The aim of our Enhancement Challenge is to get people producing new algorithms for processing speech signals through hearing aids. We expect most entries to replace the classic hearing aid processing of Dynamic Range Compressors (DRCs) with deep neural networks (DNN) (although all approaches are welcome!). The first round of the challenge is going to be all about improving speech intelligibility.
Setting up a DNN structure and training regime for the task is not as straightforward as it might first appear. Figure 1 shows an example of a naive training regime. An audio example of Speech in Noise (SPIN) is randomly created (audio sample generation, bottom left), and a listener is randomly selected with particular hearing loss characteristics (random artificial listener generation, top left). The DNN Enhancement model (represented by the bright yellow box) then produces improved speech in noise. (Audio signals in pink are two-channel, left and right because this is for binaural hearing aids.)
Next the improved speech in noise is passed to the Prediction Model in the lime green box, and this gives an estimation of the Speech Intelligibility (SI). Our baseline system will include algorithms for this. We’ve already blogged about the Hearing Loss Simulation. Our current thinking is that the intelligibility model will be using a binaural form of the Short-Time Objective Intelligibility Index (STOI) . The dashed line going back to the enhancement model shows that the DNN will be updated based on the reciprocal of the Speech Intelligibility (SI) score. By minimising (1/SI), the enhancement model will be maximising intelligibility.
The difficulty here is that updating the Enhancement Model DNN during training requires the error to be known at the DNN’s output (the point labelled “improved SPIN”).
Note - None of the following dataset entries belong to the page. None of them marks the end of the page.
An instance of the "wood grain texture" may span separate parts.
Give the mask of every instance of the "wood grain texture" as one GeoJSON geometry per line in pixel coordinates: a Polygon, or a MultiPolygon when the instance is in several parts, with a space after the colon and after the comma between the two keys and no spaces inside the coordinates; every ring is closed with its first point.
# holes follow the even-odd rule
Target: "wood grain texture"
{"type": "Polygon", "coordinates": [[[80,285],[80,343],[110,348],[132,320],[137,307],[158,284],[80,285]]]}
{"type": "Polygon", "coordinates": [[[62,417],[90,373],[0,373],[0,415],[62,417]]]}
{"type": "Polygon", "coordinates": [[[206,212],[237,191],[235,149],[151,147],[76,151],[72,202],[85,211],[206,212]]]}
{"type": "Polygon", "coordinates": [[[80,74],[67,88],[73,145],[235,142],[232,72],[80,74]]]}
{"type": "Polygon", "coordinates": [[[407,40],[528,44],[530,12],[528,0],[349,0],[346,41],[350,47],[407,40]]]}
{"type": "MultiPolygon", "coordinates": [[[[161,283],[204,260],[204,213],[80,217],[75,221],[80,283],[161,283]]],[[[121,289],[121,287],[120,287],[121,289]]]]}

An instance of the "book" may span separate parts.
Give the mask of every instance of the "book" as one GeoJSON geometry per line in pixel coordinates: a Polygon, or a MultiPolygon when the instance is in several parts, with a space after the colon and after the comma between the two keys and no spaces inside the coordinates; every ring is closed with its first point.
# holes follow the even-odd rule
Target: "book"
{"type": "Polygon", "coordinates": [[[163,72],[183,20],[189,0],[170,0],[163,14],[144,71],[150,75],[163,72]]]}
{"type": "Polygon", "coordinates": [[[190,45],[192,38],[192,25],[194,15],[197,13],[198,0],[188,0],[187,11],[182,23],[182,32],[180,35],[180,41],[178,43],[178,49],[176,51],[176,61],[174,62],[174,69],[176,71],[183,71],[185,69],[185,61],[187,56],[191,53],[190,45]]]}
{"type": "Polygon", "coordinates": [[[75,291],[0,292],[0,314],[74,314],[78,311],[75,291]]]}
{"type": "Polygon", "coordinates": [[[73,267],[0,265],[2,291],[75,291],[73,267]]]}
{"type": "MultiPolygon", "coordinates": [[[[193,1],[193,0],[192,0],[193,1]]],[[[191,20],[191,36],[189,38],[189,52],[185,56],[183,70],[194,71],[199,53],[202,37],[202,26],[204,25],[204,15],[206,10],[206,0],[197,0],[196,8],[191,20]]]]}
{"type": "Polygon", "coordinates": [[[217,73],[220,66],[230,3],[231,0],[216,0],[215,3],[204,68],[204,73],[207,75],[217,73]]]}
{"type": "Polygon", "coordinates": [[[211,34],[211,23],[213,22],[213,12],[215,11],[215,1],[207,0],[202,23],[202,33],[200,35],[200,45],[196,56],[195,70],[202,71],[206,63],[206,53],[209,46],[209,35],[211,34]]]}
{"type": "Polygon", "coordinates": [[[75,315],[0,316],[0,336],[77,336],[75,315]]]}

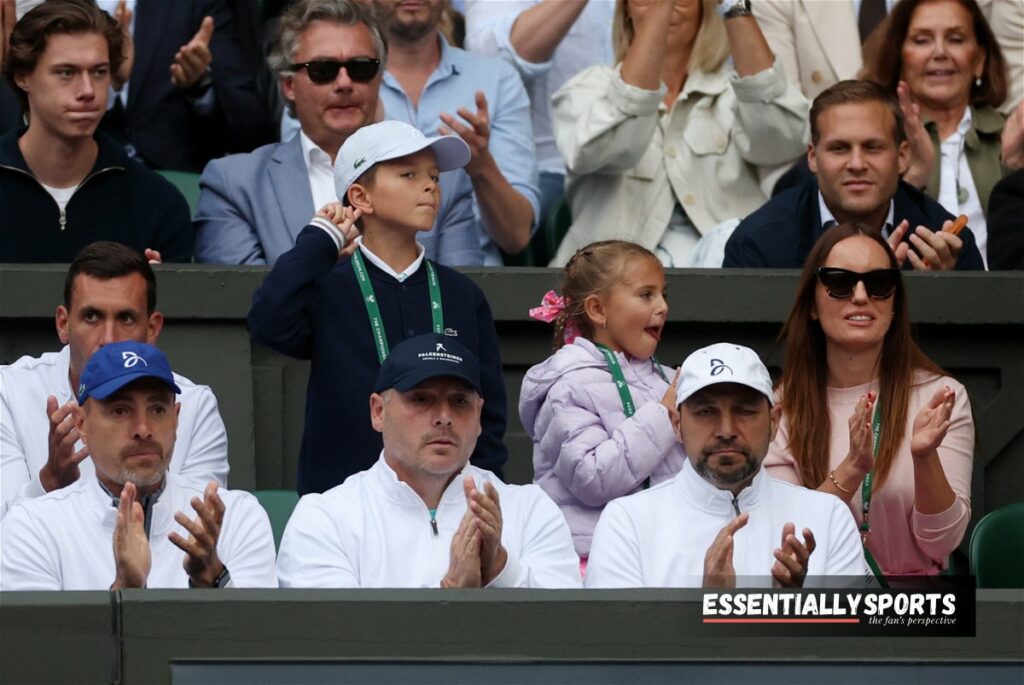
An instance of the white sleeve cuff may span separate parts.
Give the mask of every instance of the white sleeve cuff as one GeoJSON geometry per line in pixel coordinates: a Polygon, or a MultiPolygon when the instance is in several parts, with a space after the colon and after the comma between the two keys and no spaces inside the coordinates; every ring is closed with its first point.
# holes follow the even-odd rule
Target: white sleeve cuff
{"type": "Polygon", "coordinates": [[[526,569],[512,556],[507,547],[505,554],[505,568],[491,579],[487,587],[526,587],[526,569]]]}
{"type": "Polygon", "coordinates": [[[334,241],[335,246],[341,250],[345,247],[345,234],[341,232],[333,221],[323,218],[322,216],[315,216],[309,221],[311,226],[318,226],[324,230],[327,235],[331,236],[331,240],[334,241]]]}

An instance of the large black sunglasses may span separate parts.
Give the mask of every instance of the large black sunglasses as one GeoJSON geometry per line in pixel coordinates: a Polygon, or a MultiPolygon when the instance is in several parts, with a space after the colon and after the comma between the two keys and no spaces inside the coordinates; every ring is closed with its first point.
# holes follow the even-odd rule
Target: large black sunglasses
{"type": "Polygon", "coordinates": [[[818,269],[817,274],[829,297],[838,300],[845,300],[853,295],[858,282],[864,284],[864,290],[870,297],[884,300],[896,292],[896,283],[900,278],[899,269],[874,269],[861,273],[823,266],[818,269]]]}
{"type": "Polygon", "coordinates": [[[380,71],[380,60],[373,57],[354,57],[344,62],[336,59],[315,59],[292,65],[294,71],[305,69],[309,74],[309,80],[320,85],[338,78],[338,72],[342,67],[345,67],[350,79],[357,83],[366,83],[372,81],[380,71]]]}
But we don’t know this, we only know the error on the output of the prediction model at the far right of the diagram. This wouldn’t be a problem if the prediction model could be inverted, because we could then run the 1/SI error backwards through the inverse model.
As the inverse of the prediction model isn’t available, one solution is to train another DNN to mimic its behaviour (Figure 2). As this new Prediction Model is a DNN, the 1/SI error can be passed backwards through it using standard neural network training formulations.
This DNN prediction model could be trained first using knowledge distillation (this is something I’ve previous done for a speech intelligibility model), and then the weights frozen while the Enhancement Model is trained. But there is a ‘chicken and egg’ problem here. The difficulty is generating all the training data for the prediction model. Until you train the enhancement model, you won’t have a representative examples of “improved SPIN” to train the prediction model. But without the prediction model, you can’t train the enhancement model.
One solution is to train the two DNNs in tandem, with an approach analogous to how pairs of networks are trained in a Generative Adversarial Network (GAN). iMetricGan developed by Li et al.  is an example of this being done for speech enhancement, although the authors weren’t trying to include hearing loss simulation. They aren’t the only ones looking at trying to solve problems where a non-differentiable or black-box evaluation function is in the way of DNN training .
We hope our entrants will come up with lots of other ways of overcoming this problem. How would you tackle it?